I have been reading this paper and want to share some interesting ideas that are presented.
Note: This is not my work, I just use the word “our” to make it easier for me to communicate some ideas.
The Map Reduce framework
Here I’ll touch upon the idea behind map reduce, if you have an idea of how it works, skip to the next section. Consider a motivating problem.
We have a set of 6 documents and 3 words. We are interested in counting the frequency of each of these words in the documents.
In a single-node setting, we would iterate over the words in each document and check whether they belong to the set of words we’re interested in. Let us consider a distributed setting where we have 3 nodes each having 2 of the documents. We can use the same naive algorithm here as well: each node sends the documents it has to node 1 and node 1 runs the algorithm. However, we can do better.
Let us assign the responsibility of computing the frequency of the first word to the first node. That is, at the end of this process node 1 contains the frequency of word 1 across all documents. Similarly for node 2, word 2 and node 3, word 3. Consider a function called \(map()\). The function \(map()\) takes a document as input and outputs 3 values: the frequencies of the three words in the document. Now if each of the nodes performs the map function on the two documents it posseses, each node will have a total of 6 values. This is known as the map phase.
Now, for node 1 to compute the frequency of word 1 across all documents, it requires the frequency of word 1 in the 4 documents that it doesn’t possess. These values have already been computed by the other nodes during the map phase. Thus each node sends out 4 values to the nodes that require them. This is known as the data shuffling phase.
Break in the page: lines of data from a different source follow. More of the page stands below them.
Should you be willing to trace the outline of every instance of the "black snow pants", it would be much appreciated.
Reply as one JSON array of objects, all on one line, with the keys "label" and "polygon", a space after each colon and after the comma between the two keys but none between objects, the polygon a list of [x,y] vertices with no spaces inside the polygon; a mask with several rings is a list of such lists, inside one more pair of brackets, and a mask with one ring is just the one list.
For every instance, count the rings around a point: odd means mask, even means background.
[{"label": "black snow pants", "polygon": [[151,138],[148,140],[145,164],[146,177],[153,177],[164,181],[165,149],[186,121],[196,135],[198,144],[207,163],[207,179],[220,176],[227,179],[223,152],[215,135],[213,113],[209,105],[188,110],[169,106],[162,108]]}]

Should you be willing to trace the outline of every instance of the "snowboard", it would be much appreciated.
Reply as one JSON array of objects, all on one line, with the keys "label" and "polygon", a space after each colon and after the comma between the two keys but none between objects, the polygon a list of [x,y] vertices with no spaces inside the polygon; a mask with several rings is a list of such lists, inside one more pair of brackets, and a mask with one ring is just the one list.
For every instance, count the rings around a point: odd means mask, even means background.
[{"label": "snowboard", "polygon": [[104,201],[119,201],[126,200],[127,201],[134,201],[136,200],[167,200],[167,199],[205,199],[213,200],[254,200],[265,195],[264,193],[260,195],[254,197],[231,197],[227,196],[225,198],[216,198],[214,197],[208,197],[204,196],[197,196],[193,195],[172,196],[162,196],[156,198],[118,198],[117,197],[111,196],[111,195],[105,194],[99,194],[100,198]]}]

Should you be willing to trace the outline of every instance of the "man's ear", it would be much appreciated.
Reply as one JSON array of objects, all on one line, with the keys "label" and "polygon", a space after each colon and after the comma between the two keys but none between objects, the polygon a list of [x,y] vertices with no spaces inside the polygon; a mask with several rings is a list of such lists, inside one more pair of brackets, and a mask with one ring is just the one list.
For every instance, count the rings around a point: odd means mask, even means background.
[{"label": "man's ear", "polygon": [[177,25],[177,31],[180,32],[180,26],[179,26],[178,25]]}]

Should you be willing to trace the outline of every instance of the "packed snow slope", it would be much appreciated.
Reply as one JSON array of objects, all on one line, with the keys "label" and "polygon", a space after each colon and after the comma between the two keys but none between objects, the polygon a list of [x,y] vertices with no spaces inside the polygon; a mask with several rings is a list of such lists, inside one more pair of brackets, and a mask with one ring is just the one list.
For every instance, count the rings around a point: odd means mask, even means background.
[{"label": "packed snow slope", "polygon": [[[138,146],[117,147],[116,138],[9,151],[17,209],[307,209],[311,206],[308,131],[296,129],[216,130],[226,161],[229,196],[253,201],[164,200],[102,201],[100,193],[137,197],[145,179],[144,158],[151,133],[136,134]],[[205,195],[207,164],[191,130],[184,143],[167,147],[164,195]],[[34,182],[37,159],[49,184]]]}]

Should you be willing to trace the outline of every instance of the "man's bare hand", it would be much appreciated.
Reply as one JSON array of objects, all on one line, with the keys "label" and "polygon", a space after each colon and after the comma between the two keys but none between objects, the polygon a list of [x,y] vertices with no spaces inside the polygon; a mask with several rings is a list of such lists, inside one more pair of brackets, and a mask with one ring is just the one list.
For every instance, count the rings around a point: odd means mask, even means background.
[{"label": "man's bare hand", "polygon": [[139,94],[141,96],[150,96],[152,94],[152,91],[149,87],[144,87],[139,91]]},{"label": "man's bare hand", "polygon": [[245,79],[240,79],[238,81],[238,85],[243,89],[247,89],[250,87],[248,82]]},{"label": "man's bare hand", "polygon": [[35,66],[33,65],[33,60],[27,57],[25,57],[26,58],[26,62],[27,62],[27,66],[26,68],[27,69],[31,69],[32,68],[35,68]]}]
Finally, when the nodes receive the required values, they need to combine them with the values that are already computed. This function is called the \(reduce()\). In this case, reduce can be done by a simple addition. This is known as the reduce phase.
More generally, consider \(N\) input files \(w_1, w_2, \cdots, w_N\) distributed across \(K\) nodes. Consider \(Q\) output functions \(q_1, q_2, \cdots q_Q\) where each can be decomposed as \(q_i(w_1, w_2, \cdots, w_N) = red_i(m_{i,1}(w_1), m_{i,2}(w_2), \cdots, m_{i,N}(w_N))\). Here \(m_{i,j}(w_j) = v_{i,j}\) is called an intermediate value.
In the simple example above, the output function \(q_i\) outputs the frequency of word \(i\) across all documents. Each map function \(m_{i,j}\) outputs the frequency of word \(i\) in document \(j\). The reduce function \(red_i\) simply sums over each \(v_{i,j}\).
Computation Communication Tradeoff
In the example we explored in the previous section, each file was mapped to exactly one node. Each function was also mapped only to a single node. As a result, there was quite a bit of communication required to shuffle around the intermediate values. Now in message passing systems like MPI, a multi-cast to a collection of nodes has the same communication overhead as a unicast to a particular node. Thus an interesting question that we can ask is: if we computed more intermediate values during the map phase, can we harness multi-casts to reduce the overall communication overhead. To actually reason about this, we must first have a formal notion of computation and communication.
Consider a single output function. We define computation load \(r\) as the total number of map functions computed across all nodes normalized by \(N\). For example, if \(r=1\), each map function is computed only once.
We define the communication load \(L\), as the total number of bits exchanged during the shuffling phase normalized by the size of the \(QN\) intermediate values.
Thus the Computation Communication Tradeoff question is given a value of \(r\), what is the smallest value of \(L\) that can be acheived.
The Tradeoff for Map Reduce
In Map Reduce, as described previously, \(QN\) intermediate values are required across the \(K\) nodes. Assume node \(i\) maps some subset of the files \(M_i\). Also assume that functions are symmetrically allocated: each node computes \(\frac{Q}{K}\) functions. Thus for node \(i\), \(M_i \frac{Q}{K}\) intermediate values are already available. Summing over all possible nodes, we get \(\sum_i M_i.\frac{Q}{K} = rN . \frac{Q}{K} = \frac{rQN}{K}\). Therefore \(L(r) = 1 - \frac{r}{K}\).
Can we do better?
Notice that as we increase the value of \(r\), the communication load only decreases additively. This begs the question, can we do better? Wouldn’t it be great if we could reduce this load multiplicatively? It turns out, we can! In the paper, the authors propose a Coded Distributed Computing scheme that acheives \(L(r) = \frac{1}{r}(1 - \frac{r}{K})\). Not only this, they also go on to prove that this is in fact an information theoretic lower bound.